Stephanie Linnartz, president of Marriott International, said last month that the company was starting to see “green shoots” on the “business travel side”. 

“[W]hen we look at the bookings from our corporate accounts further out, we're seeing them tick up each week, particularly from accounting and consulting firms and technology companies,” she said,

Linnartz’s view was shared by IHG CEO Keith Barr, who said that “the death of business travel has been exaggerated by a number of pundits out there.”

“I think the vast majority of business travel is going to come back but it is going to be a measured recovery over a number of years,” Barr said.

“It is not all going to come back at once because some of these things take years of planning for conventions, conferences and big groups. Travel budgets will gradually increase as people have more and more confidence to travel. I am confident in the long-term.”

Interestingly, Barr sees some of the medium-term travel trends actually benefiting the hotel industry.

One of the biggest shifts of the pandemic has been enforced remote working for millions of people across much of the world. It seems unlikely that everyone will want to go back to commuting five days a week, prompting companies to reduce their office footprints. This, according to Barr, could benefit companies in two ways.

The first is that bigger and longer trips could replace shorter commutes. Then there’s the potential need for more meeting space. 
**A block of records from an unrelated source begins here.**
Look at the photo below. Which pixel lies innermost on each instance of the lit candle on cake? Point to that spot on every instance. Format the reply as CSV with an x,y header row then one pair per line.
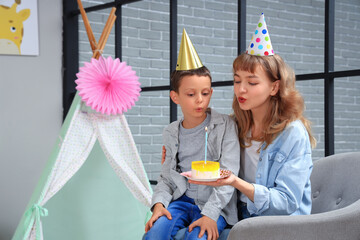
x,y
205,143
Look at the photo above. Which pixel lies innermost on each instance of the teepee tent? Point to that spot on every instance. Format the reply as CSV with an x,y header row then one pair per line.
x,y
96,205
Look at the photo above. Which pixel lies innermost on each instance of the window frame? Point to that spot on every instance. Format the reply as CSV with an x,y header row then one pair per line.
x,y
71,57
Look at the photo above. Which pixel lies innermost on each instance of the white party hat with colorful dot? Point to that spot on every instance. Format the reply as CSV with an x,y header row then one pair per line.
x,y
260,44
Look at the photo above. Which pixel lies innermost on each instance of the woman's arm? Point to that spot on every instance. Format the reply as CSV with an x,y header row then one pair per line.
x,y
241,185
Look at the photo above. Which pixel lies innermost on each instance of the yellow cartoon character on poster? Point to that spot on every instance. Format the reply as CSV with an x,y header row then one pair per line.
x,y
11,28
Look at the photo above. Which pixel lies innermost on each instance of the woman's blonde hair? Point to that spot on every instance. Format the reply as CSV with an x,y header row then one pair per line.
x,y
285,107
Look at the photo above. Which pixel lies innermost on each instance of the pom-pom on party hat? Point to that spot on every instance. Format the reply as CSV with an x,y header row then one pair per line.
x,y
188,58
260,44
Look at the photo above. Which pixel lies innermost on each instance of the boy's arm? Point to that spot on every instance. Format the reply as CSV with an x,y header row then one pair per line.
x,y
164,190
230,159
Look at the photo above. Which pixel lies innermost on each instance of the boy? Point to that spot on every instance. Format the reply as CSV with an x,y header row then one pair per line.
x,y
177,204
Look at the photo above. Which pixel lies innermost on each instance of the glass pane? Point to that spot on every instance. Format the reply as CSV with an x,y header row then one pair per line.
x,y
313,94
147,120
97,21
347,35
296,30
145,40
212,28
347,114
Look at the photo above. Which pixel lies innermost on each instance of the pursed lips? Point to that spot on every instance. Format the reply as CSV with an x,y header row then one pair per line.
x,y
241,99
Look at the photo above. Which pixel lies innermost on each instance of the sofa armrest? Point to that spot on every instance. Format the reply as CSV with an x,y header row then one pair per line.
x,y
338,224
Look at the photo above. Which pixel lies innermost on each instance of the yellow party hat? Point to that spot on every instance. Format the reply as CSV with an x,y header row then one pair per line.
x,y
188,58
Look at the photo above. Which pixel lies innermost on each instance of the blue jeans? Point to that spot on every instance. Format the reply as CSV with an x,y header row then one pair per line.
x,y
183,212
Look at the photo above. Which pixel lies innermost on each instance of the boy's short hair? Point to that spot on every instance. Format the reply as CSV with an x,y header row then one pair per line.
x,y
176,76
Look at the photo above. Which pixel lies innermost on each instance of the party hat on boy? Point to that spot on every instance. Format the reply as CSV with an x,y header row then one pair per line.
x,y
188,58
260,44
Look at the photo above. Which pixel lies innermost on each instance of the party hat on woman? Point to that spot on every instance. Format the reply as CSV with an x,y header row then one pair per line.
x,y
188,58
260,44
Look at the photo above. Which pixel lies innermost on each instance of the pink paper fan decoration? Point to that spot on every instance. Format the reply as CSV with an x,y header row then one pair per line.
x,y
108,86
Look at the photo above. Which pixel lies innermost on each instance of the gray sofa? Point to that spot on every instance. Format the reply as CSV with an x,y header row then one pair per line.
x,y
336,207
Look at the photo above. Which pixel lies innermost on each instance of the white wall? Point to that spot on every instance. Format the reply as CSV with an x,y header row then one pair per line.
x,y
30,116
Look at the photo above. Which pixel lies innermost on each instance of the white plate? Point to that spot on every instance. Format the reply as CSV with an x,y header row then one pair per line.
x,y
223,174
“[P]eople are talking about having smaller offices and less meeting space as well so they are going to have to use hotels as gathering places to do things that in the past they have done in their offices, Barr said.
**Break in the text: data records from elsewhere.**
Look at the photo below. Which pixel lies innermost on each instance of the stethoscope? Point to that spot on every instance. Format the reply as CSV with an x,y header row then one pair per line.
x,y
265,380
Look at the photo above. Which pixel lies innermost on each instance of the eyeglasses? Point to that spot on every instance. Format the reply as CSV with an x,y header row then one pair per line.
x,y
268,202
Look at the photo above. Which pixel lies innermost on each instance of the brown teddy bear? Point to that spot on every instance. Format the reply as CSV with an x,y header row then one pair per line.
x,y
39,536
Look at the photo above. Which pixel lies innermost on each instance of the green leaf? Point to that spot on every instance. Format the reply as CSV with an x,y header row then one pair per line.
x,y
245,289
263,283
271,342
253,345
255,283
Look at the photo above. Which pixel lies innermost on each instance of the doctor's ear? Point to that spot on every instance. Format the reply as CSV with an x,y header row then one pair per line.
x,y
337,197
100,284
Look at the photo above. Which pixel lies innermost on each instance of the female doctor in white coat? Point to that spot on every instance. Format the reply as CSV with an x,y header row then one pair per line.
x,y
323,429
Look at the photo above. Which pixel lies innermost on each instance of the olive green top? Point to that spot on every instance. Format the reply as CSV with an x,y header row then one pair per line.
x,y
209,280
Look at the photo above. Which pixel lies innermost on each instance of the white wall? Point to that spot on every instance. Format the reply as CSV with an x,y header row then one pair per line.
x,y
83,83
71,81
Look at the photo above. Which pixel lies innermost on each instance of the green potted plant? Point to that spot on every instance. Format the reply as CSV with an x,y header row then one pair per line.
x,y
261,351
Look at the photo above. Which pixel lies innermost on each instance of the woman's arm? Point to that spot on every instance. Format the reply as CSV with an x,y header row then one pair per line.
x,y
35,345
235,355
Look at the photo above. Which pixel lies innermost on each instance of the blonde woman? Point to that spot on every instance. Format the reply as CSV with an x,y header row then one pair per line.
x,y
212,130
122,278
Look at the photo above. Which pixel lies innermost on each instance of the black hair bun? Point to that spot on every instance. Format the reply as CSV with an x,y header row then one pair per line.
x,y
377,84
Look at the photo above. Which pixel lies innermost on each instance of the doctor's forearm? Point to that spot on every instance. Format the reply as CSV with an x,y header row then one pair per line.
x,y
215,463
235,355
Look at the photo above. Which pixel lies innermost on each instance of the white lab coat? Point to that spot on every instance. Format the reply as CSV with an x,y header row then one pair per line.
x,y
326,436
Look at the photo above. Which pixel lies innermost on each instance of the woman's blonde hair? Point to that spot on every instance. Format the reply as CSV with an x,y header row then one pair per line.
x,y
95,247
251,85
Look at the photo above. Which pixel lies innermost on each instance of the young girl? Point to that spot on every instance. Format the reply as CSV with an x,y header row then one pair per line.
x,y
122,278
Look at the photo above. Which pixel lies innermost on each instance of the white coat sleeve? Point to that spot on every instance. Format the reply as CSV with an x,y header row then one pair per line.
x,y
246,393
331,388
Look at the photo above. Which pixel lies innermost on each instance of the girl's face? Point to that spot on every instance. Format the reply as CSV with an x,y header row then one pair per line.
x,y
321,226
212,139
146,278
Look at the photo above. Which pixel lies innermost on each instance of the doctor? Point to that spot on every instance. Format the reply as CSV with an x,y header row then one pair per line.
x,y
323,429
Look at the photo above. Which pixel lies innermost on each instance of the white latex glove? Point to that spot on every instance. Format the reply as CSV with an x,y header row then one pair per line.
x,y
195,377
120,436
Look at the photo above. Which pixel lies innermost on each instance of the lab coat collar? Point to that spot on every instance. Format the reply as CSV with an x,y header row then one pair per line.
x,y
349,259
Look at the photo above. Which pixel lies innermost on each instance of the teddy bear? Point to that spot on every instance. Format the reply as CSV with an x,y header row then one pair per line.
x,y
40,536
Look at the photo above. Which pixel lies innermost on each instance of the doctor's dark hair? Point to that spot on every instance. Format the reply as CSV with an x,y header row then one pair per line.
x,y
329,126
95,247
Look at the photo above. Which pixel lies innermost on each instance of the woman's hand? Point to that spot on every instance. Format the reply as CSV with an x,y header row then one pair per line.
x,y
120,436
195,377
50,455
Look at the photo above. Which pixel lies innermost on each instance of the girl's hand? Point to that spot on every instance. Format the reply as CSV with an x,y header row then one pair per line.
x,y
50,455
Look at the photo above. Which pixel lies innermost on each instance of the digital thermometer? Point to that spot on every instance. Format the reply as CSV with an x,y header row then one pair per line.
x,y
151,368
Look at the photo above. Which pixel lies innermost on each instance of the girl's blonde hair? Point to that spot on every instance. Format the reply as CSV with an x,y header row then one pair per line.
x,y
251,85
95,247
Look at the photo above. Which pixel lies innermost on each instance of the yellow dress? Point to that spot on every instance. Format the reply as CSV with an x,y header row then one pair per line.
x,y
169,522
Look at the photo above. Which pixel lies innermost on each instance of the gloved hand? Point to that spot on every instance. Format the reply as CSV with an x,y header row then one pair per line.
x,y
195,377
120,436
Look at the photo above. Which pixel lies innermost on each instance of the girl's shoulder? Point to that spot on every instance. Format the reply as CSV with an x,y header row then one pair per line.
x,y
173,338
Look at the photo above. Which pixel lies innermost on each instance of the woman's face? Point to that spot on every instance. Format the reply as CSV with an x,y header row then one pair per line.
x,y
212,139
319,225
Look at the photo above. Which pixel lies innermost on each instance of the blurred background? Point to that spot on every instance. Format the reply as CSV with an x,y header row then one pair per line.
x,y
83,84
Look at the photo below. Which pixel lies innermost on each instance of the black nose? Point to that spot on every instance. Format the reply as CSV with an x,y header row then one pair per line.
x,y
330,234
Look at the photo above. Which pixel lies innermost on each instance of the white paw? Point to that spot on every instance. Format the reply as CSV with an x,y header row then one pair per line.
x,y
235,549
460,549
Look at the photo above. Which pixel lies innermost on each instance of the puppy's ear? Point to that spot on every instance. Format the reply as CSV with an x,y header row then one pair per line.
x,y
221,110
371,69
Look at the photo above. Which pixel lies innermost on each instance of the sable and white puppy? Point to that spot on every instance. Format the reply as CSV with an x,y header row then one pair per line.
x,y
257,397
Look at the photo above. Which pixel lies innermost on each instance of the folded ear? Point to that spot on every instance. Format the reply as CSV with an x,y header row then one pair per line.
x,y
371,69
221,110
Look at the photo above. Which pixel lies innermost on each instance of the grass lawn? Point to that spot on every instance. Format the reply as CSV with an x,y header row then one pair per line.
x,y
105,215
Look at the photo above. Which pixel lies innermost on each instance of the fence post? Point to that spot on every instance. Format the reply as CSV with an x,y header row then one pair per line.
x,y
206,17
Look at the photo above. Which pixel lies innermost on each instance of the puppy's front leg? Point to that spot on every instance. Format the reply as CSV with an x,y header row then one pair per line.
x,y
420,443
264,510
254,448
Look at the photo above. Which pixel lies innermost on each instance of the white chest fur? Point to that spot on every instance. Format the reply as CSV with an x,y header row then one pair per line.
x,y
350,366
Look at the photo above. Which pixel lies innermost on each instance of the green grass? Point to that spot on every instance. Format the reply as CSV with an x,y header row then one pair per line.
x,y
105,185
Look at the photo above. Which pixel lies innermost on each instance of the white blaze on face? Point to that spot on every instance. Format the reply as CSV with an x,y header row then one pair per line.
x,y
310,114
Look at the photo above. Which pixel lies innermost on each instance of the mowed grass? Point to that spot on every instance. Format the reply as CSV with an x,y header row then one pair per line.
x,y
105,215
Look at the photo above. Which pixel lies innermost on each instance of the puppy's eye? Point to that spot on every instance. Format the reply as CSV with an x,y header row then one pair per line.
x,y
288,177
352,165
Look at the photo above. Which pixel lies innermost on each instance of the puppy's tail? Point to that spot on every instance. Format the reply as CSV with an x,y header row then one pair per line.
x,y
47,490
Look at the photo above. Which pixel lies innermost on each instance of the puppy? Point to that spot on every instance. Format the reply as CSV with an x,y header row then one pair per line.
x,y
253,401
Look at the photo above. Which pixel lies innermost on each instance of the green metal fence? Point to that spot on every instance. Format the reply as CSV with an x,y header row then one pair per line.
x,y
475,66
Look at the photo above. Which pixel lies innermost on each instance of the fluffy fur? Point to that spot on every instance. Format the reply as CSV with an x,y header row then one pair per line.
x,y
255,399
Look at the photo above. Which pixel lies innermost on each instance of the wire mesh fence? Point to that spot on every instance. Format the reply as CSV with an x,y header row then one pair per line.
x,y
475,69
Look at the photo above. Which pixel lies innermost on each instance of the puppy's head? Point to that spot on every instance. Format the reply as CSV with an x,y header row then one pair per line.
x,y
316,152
There's also good news coming from other sectors. Air New Zealand recently said business travel had returned to 90 per cent of pre-pandemic levels. New Zealand had been much more successful at managing the Covid-19 pandemic than other countries and perhaps something similar could happen in other countries when they return to normality.

Insight Comment
These survey results will make unhappy reading for the hotel industry and may come as a surprise to many execs who will have been hoping that the vaccine-effect would help bring things back to normality much sooner. The worry is now that this business is simply gone forever. The days of the single meeting business trip could very well be numbered. The question is how is the hospitality industry planning to replace this lost revenue – if it is indeed lost? IHG’s CEO might be on to something when he talks up flexible working spaces etc.